Martin Scorsese Says He’s Going To Die Before Making All Of His Movies

Martin Scorsese says that, at 80, he doesn't have time left to make all the movies he wants to make.

By Zack Zagranis | Updated

martin scorsese

Life, like a movie, tends to reveal all the answers right before it ends. That’s Martin Scorsese’s thinking, according to a new interview with Deadline. The legendary director of such classics as Goodfellas, Taxi Driver, and Casino told the magazine that he has so many stories that he wants to tell now that he has the wisdom that comes with age, but “there’s no more time.”

The 80-year-old compared his mindset to that of famed auteur Akira Kurosawa at the end of his career. Martin Scorsese went on to describe what the Japanese director said when he received a Lifetime Achievement Oscar from George Lucas and Steven Spielberg at the 1990 Academy Awards, which still heavily affects him to this day.

“He said, ‘I am only now beginning to see the possibility of what cinema could be, and it’s too late.’ He was 83. At the time, I said, ‘What does he mean? Now I know what he means.”

While Martin Scorsese would love to take a break and relax in his old age, he feels compelled to keep chugging along while he still can. When asked if he still has the “fire” that drives him to start a new project the second he finishes working on the first one, Scorsese answered in the affirmative. “Got to. Got to,” said the director before lamenting, “I want to tell stories, and there’s no more time.”

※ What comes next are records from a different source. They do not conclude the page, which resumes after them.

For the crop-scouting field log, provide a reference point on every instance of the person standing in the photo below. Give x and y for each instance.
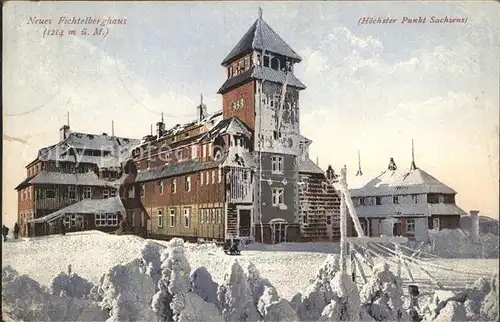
(5, 231)
(16, 230)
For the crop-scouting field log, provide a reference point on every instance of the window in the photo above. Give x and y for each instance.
(174, 186)
(305, 218)
(100, 220)
(277, 196)
(277, 164)
(112, 219)
(172, 217)
(72, 192)
(410, 225)
(87, 193)
(131, 192)
(436, 224)
(160, 184)
(187, 217)
(160, 218)
(67, 221)
(219, 211)
(50, 193)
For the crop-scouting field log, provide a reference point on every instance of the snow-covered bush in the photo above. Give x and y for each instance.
(318, 295)
(235, 296)
(330, 267)
(150, 254)
(269, 304)
(174, 300)
(345, 302)
(162, 298)
(382, 296)
(314, 300)
(203, 285)
(490, 308)
(127, 291)
(274, 308)
(25, 300)
(72, 285)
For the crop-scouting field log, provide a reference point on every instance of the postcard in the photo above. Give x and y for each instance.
(263, 161)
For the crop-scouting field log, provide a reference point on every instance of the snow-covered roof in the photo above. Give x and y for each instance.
(86, 206)
(306, 165)
(421, 209)
(76, 179)
(261, 36)
(119, 148)
(395, 182)
(175, 169)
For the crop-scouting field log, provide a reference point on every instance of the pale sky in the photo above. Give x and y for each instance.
(369, 87)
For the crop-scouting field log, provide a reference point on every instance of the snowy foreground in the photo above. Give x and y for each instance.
(115, 278)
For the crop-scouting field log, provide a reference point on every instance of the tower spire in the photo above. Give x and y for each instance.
(359, 173)
(413, 165)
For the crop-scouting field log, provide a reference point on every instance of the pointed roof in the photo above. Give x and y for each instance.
(261, 36)
(395, 182)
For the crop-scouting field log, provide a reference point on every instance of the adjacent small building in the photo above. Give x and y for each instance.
(77, 181)
(413, 198)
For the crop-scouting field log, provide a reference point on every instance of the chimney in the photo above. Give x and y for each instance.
(201, 110)
(64, 132)
(474, 229)
(160, 127)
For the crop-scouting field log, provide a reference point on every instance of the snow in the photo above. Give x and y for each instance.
(456, 244)
(396, 182)
(266, 283)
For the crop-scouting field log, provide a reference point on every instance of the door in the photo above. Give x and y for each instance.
(278, 232)
(244, 219)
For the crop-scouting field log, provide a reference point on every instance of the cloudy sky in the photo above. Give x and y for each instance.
(369, 87)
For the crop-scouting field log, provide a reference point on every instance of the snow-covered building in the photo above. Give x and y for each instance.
(68, 181)
(243, 172)
(414, 199)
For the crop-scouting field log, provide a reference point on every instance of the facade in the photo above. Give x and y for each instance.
(241, 172)
(66, 179)
(414, 199)
(263, 92)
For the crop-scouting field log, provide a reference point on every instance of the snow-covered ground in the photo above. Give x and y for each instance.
(290, 268)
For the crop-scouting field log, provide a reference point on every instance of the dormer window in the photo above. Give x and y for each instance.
(275, 63)
(266, 61)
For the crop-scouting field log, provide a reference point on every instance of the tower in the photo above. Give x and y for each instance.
(263, 92)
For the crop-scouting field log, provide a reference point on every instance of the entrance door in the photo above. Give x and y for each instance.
(278, 231)
(244, 222)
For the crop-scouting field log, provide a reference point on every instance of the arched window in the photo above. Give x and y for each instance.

Scorsese has always been big on utilizing the short time he’s been given on Earth as best as he can. Unlike some directors, who can take years—or in the case of the director’s friend George Lucas, decades—between projects, Martin Scorsese has been pretty much working non-stop ever since directing his first feature film Who’s That Knocking at My Door in 1967. Altogether the director has 72 directing credits and 94 producing credits under his belt, according to his IMDb page.

martin scorsese
Joe Pesci, Ray Liotta, and Robert De Niro in Goodfellas (1990)

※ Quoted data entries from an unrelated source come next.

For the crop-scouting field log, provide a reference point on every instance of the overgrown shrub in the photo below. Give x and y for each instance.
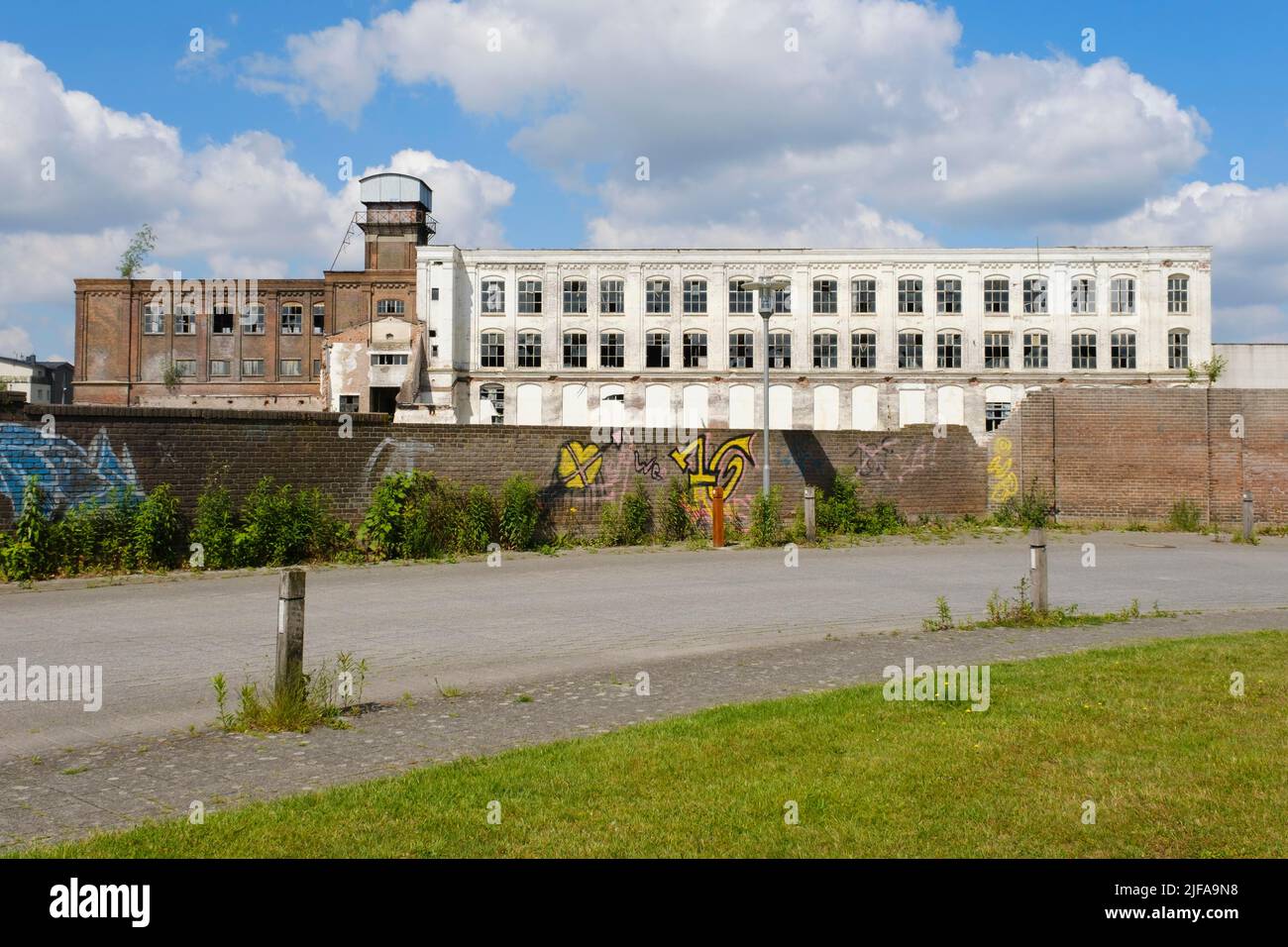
(677, 522)
(520, 513)
(159, 530)
(214, 527)
(281, 526)
(480, 523)
(1185, 517)
(842, 509)
(1029, 509)
(26, 554)
(638, 514)
(767, 518)
(612, 530)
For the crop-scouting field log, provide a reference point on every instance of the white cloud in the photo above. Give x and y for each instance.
(709, 94)
(236, 209)
(1248, 232)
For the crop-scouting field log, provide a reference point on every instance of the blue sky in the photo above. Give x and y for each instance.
(536, 144)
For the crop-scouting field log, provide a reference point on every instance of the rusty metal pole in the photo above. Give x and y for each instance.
(717, 517)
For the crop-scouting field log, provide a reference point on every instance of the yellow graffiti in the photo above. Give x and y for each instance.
(1001, 472)
(725, 467)
(580, 464)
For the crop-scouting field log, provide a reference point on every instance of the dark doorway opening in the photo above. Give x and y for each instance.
(384, 399)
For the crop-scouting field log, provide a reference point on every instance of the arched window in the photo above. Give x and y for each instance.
(657, 350)
(575, 350)
(948, 350)
(948, 295)
(1037, 350)
(492, 405)
(780, 350)
(824, 295)
(863, 350)
(695, 296)
(824, 350)
(1083, 350)
(910, 350)
(575, 296)
(529, 350)
(612, 296)
(529, 296)
(492, 296)
(695, 350)
(1177, 292)
(863, 295)
(1122, 350)
(612, 350)
(997, 295)
(1122, 295)
(910, 296)
(657, 295)
(1179, 348)
(741, 299)
(1082, 294)
(492, 355)
(1035, 295)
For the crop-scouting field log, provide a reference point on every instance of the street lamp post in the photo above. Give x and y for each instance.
(765, 290)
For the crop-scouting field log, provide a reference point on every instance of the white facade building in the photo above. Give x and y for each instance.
(864, 339)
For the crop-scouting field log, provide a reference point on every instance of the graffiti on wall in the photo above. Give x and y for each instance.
(604, 471)
(1003, 480)
(395, 457)
(67, 474)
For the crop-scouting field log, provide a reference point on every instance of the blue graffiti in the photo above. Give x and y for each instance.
(67, 474)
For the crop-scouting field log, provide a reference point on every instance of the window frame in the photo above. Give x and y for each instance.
(911, 342)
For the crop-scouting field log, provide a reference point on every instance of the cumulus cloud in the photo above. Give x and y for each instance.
(1248, 232)
(239, 208)
(837, 111)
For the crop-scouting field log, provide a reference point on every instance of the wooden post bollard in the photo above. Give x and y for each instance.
(717, 517)
(290, 629)
(1037, 567)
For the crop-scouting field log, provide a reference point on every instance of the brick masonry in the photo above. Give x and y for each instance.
(1129, 454)
(1116, 454)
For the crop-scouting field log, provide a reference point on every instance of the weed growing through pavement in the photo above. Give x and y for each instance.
(321, 697)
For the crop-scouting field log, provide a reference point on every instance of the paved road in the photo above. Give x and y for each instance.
(475, 626)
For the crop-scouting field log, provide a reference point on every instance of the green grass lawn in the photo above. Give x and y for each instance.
(1175, 764)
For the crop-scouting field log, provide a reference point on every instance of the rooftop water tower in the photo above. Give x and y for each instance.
(395, 219)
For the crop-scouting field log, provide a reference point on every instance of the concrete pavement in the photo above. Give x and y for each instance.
(475, 626)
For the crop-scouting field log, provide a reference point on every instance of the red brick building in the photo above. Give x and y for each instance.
(245, 342)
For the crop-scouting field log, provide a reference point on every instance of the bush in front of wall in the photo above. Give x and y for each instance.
(677, 523)
(638, 514)
(520, 513)
(159, 530)
(214, 526)
(767, 518)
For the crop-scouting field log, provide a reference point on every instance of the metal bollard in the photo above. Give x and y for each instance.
(1037, 567)
(717, 517)
(290, 629)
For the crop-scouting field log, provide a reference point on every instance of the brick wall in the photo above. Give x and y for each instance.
(1116, 454)
(1129, 454)
(93, 449)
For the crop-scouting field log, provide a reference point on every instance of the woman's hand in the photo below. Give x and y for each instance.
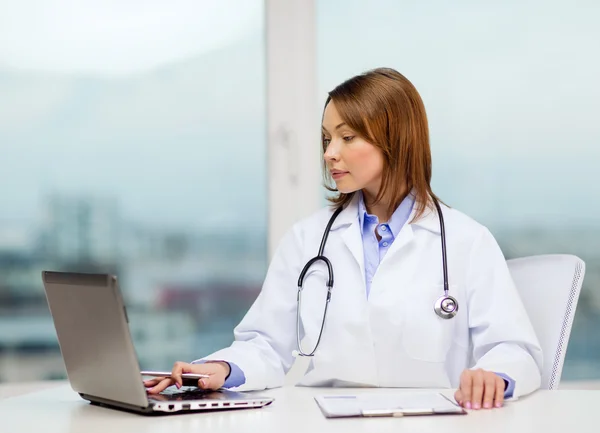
(217, 372)
(480, 388)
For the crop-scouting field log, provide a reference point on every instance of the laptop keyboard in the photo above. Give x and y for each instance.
(187, 394)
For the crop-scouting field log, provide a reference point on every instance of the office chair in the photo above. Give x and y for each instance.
(549, 286)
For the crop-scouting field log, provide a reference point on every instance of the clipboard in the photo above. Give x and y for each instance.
(387, 405)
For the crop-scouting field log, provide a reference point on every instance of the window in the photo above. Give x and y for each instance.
(133, 141)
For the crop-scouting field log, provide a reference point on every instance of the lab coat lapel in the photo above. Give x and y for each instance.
(428, 221)
(348, 224)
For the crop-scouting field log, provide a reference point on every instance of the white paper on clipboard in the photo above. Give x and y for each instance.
(387, 404)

It’s a filmography most directors would kill for. Goodfellas and Taxi Driver alone would have been enough to cement the director’s place in the cinema Hall of Fame, and yet, for Martin Scorsese, it’s still not enough. Not only does the director have a new movie, Killers of the Flower Moon, coming out later this year, but he’s already in pre-production on his next feature, The Wager: A Tale of Shipwreck, Mutiny, and Murder.

Killers of the Flower Moon stars Scorsese mainstays Robert De Niro and Leonardo DiCaprio and takes place during a time in the 1920s when the indigenous Osage tribe was the wealthiest group in America until members of the tribe start mysteriously dying, leading to a major F.B.I investigation. The experience left him with a different opinion on the Westerns of his youth and their depiction of indigenous peoples.

 “I think one of the problems in the genre is that none of the Native Americans are played by Native Americans,” said Martin Scorsese. The director sought to make sure Killers of the Flower Moon didn’t repeat the mistakes of Westerns past by casting an actor of indigenous descent to play Mollie Burkhart, the Osage wife of DiCaprio’s Ernest Burkhart.

With any luck, the still-energetic Scorsese will get a chance to tell many more stories before he passes on from this life.